Oil & Gas

23 Jun 2022

Can Europe Actually Afford to Kick Fossil Fuels?

23 Jun 2022  by   
When European gas prices began to climb last year, it was because of a fast-deepening mismatch between demand and supply of energy, with renewables underperforming at a crucial time. The mismatch is still here, and supply just got cut considerably.

Austria, the Netherlands, and Germany will be firing up coal plants that were supposed to be retired in the not too distant future as the supply of Russian gas shrunk because of technical problems, according to Gazprom, or political reasons, according to Germany's economy minister. And a German utility just sealed the first European long-term LNG supply deal with a U.S. producer.

The news about a return to coal and a long-term LNG supply deal might sound odd in the context of the European Union's continued determination to get rid of fossil fuels altogether at some point in the future. It certainly sounds odd in the context of the EU's aversion to long-term commitments to anything fossil fuel-related. Yet it is indicative of the material realities that the EU's transition ambitions have been ignoring.

European Commission President Ursula von der Leyen told the Financial Times this week that "We have to make sure that we use this crisis to move forward and not to have a backsliding on the dirty fossil fuels. It's a fine line and it's not determined whether we are going to take the right turn."

Yet judging by the news coming from Germany, Austria, and the Netherlands, the backslide on the dirty fossil fuels was unavoidable because there is simply no alternative to them at this point. It is difficult to imagine why else countries as transition-ambitious as Germany and the Netherlands would lift restrictions n their coal-fired plants.

"The cabinet has decided to immediately withdraw the restriction on production for coal-fired power stations from 2002 to 2024," said the Dutch climate and energy minister this week, as quoted by AFP, adding that the Netherlands had "prepared this decision with our European colleagues over the past few days".

Germany, for its part, reiterated its plans to close all coal-fired power plants by 2030, signaling the decision to reopen coal plants was only a short-term one, which should not cause concern to the champions of the energy transition in the European Commission.

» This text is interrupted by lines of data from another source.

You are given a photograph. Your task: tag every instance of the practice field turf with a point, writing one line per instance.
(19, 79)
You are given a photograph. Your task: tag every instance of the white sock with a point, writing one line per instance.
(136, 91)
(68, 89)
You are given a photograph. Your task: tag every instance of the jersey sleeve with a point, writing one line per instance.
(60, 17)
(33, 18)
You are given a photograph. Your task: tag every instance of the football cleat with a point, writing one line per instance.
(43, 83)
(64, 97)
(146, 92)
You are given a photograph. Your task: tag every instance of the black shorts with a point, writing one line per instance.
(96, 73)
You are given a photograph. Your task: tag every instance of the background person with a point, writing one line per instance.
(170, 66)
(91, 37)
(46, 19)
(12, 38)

The Commission seems to be aware of this. On Monday, a spokesman for the EC said that "some of the existing coal capacities might be used longer than initially expected", adding that "We know that the energy mix and the plans of member states will adjust slightly because we are in an unexpected situation."

The news about German EnBW Energie Baden-Wuerttemberg's deal with Venture Global LNG, however, is more interesting. The German utility closed two supply deals with the U.S. LNG producer, both with a 20-year duration. After the EU spent years developing the spot gas market to move away from long-term commitments. After the EU specifically shunned U.S. LNG because it has misgivings about fracking. And the deal will only come into effect in 2026, when the current crisis should be over.

The EU plans to deal with this energy supply crisis by embarking on what the EC President called a "massive investment in renewables". The German Baden-Wurtemberg utility appears to have different plans, hence the long-term LNG supply deal. And this deal is the latest signal that ambitions are one thing, but actual needs are quite another.

EnBW Energie Baden-Wuerttemberg will import 1.5 million tons of liquefied natural gas from Venture Global beginning in 2026. This is the first binding agreement involving a German company and a U.S. LNG producer, although earlier this year RWE closed a non-binding agreement with Sempra Energy for an annual 2.25 million tons, to be shipped from the Port Arthur LNG Phase 1 facility when completed.

Germany is also building its first LNG import terminal—another sign of a long-term commitment to gas, because these facilities are neither cheap nor easy to write off as a stranded asset a decade after their completion.

It appears, then, that fossil fuels are not going anywhere for the next twenty years, at least. Because this is what long-term contracts mean: they are a reflection of their parties' strong belief there will be demand for the product that is the subject of the contract over a long period of time.

Of course, we live in an uncertain world, and it sometimes happens that a long-term contract becomes a burden rather than a solution to a problem. Yet last year, as autumn began, the wind was supposed to be blowing and the sun was supposed to be shining in Europe, but instead, we got a shortage of gas.

And this means that "massive investment in renewables" might not be enough to secure the energy consumption of a continent that is only now beginning to come to grips with the notion of conserving energy. Because there is not enough gas.